Etomidate use in severe sepsis and septic shock patients does not contribute to mortality

Use of etomidate in severe sepsis and septic shock has been challenged in recent literature due to its link to adrenal insufficiency and suspected increased mortality. We hypothesized that etomidate does not contribute to mortality in this patient population. A retrospective chart review of 230 intubated, severe sepsis/septic shock patients at two university tertiary care referral centers was conducted for patients receiving treatment between 12/2001 and 10/2009. The primary endpoint was in-hospital mortality. Additional investigated variables included the use of corticosteroids, hospital and intensive care unit (ICU) length of stay, mechanical ventilation days and patient demographics. One hundred seventy-three patients received etomidate and fifty-seven patients received either no medication or an alternative drug.

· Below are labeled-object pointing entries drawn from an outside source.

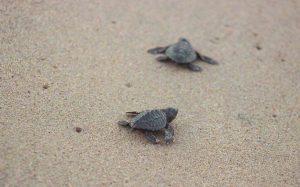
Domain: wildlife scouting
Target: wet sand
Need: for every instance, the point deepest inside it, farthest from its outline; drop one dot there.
(83, 64)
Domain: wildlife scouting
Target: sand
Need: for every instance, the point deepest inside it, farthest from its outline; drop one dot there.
(84, 64)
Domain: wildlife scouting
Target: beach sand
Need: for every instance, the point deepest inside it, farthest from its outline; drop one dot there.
(68, 64)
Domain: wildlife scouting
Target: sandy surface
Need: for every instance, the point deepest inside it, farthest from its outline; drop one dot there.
(84, 63)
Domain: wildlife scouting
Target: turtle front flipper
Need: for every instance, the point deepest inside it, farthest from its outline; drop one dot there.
(206, 59)
(163, 59)
(194, 67)
(169, 134)
(132, 114)
(158, 50)
(123, 123)
(151, 137)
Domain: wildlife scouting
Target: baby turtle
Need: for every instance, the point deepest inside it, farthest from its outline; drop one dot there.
(153, 120)
(181, 53)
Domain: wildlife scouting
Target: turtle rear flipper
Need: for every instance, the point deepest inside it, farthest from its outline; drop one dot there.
(163, 59)
(132, 114)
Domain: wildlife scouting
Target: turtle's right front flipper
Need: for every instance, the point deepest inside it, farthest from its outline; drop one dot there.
(132, 114)
(158, 50)
(151, 137)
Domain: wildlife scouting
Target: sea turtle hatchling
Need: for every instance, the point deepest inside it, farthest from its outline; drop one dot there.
(181, 53)
(153, 120)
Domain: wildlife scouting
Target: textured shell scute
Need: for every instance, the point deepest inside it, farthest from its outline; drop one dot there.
(149, 120)
(181, 52)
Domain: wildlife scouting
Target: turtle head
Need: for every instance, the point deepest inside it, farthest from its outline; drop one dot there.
(171, 113)
(183, 40)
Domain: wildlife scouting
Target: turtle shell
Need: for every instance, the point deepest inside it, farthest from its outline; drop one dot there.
(182, 52)
(149, 120)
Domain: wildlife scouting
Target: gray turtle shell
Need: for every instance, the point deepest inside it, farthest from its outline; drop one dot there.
(181, 52)
(149, 120)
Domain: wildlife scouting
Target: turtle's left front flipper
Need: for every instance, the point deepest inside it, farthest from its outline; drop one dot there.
(206, 59)
(169, 134)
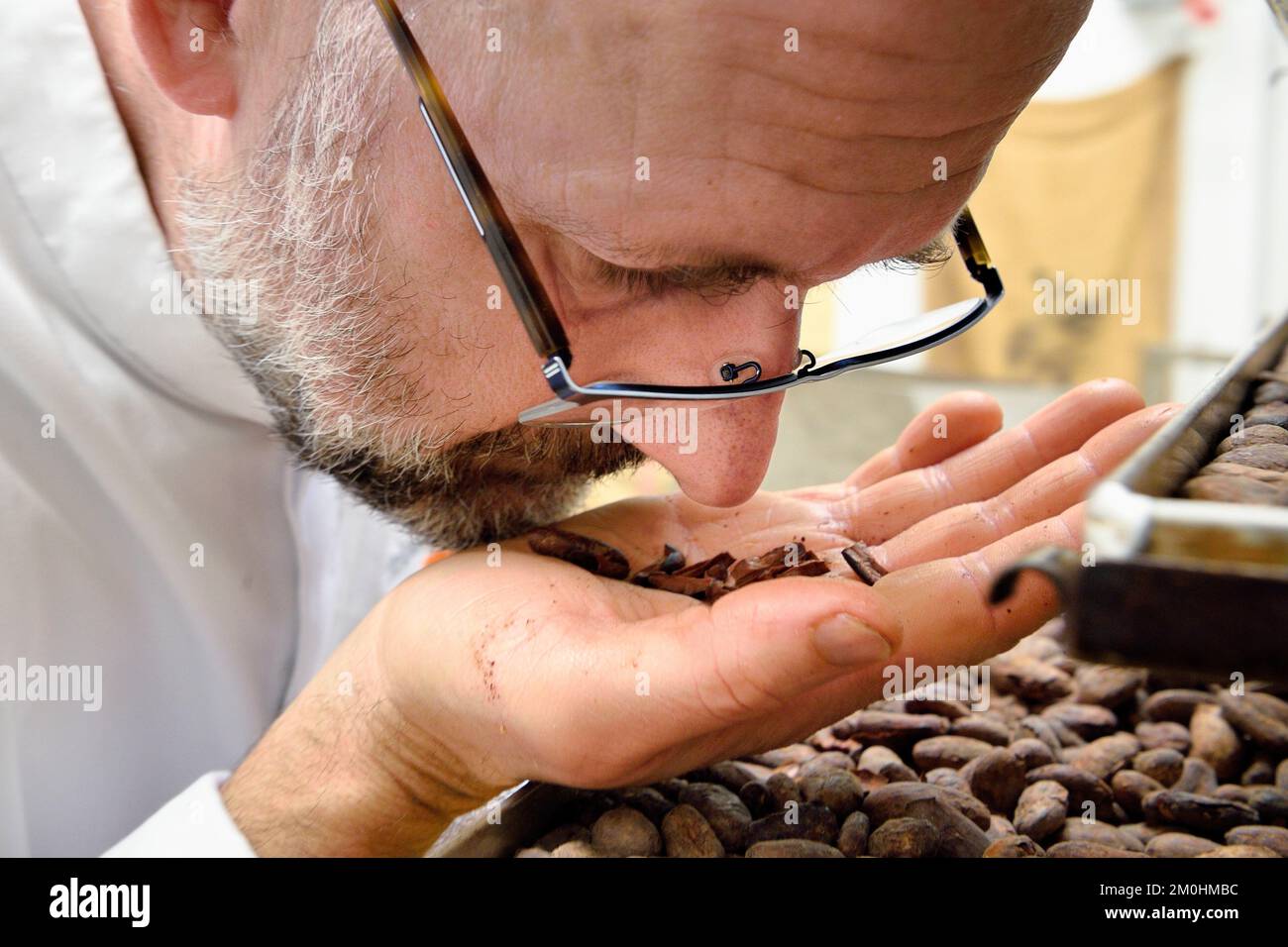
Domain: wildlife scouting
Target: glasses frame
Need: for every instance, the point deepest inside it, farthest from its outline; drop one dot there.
(539, 316)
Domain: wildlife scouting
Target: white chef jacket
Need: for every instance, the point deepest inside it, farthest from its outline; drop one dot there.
(160, 534)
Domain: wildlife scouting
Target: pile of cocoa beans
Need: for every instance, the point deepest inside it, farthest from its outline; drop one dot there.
(1250, 466)
(1068, 761)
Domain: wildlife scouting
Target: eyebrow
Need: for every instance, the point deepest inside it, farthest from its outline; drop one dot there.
(721, 274)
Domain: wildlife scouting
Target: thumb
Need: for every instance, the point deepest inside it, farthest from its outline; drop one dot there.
(765, 644)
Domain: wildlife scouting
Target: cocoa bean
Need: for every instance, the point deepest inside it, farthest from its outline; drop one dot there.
(575, 849)
(623, 832)
(885, 764)
(861, 560)
(1099, 832)
(1202, 813)
(1107, 755)
(879, 727)
(1083, 787)
(947, 751)
(784, 789)
(1089, 720)
(1029, 680)
(1232, 488)
(1215, 741)
(1041, 809)
(1176, 705)
(1033, 727)
(1260, 727)
(1240, 852)
(1275, 838)
(999, 827)
(805, 821)
(853, 840)
(558, 836)
(1179, 845)
(1261, 457)
(1197, 776)
(982, 728)
(580, 551)
(1250, 437)
(755, 795)
(793, 848)
(688, 835)
(1014, 847)
(1108, 685)
(823, 763)
(1089, 849)
(1031, 753)
(949, 777)
(903, 838)
(785, 757)
(1164, 735)
(836, 789)
(958, 836)
(729, 818)
(996, 779)
(1129, 789)
(648, 800)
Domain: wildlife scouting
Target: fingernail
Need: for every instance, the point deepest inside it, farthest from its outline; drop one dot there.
(842, 639)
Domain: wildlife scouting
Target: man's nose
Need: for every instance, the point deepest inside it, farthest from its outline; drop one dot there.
(721, 453)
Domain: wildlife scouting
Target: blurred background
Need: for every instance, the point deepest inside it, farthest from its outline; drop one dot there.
(1137, 213)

Use of etomidate in this patient cohort did not worsen mortality. Mortality in the etomidate group was 43.9% (76/173). Mortality in the non-etomidate cohort was 45.6% (26/57) (p = 0.48). APACHE II scores were 22 ± 7.2 and 23 ± 7.1 for the etomidate group and the non-etomidate group, respectively, (p = 0.36). There was no significant difference in mortality between etomidate and non-etomidate cohorts in this study. This large retrospective multi-center study further supports the safety of etomidate use in severe sepsis and septic shock.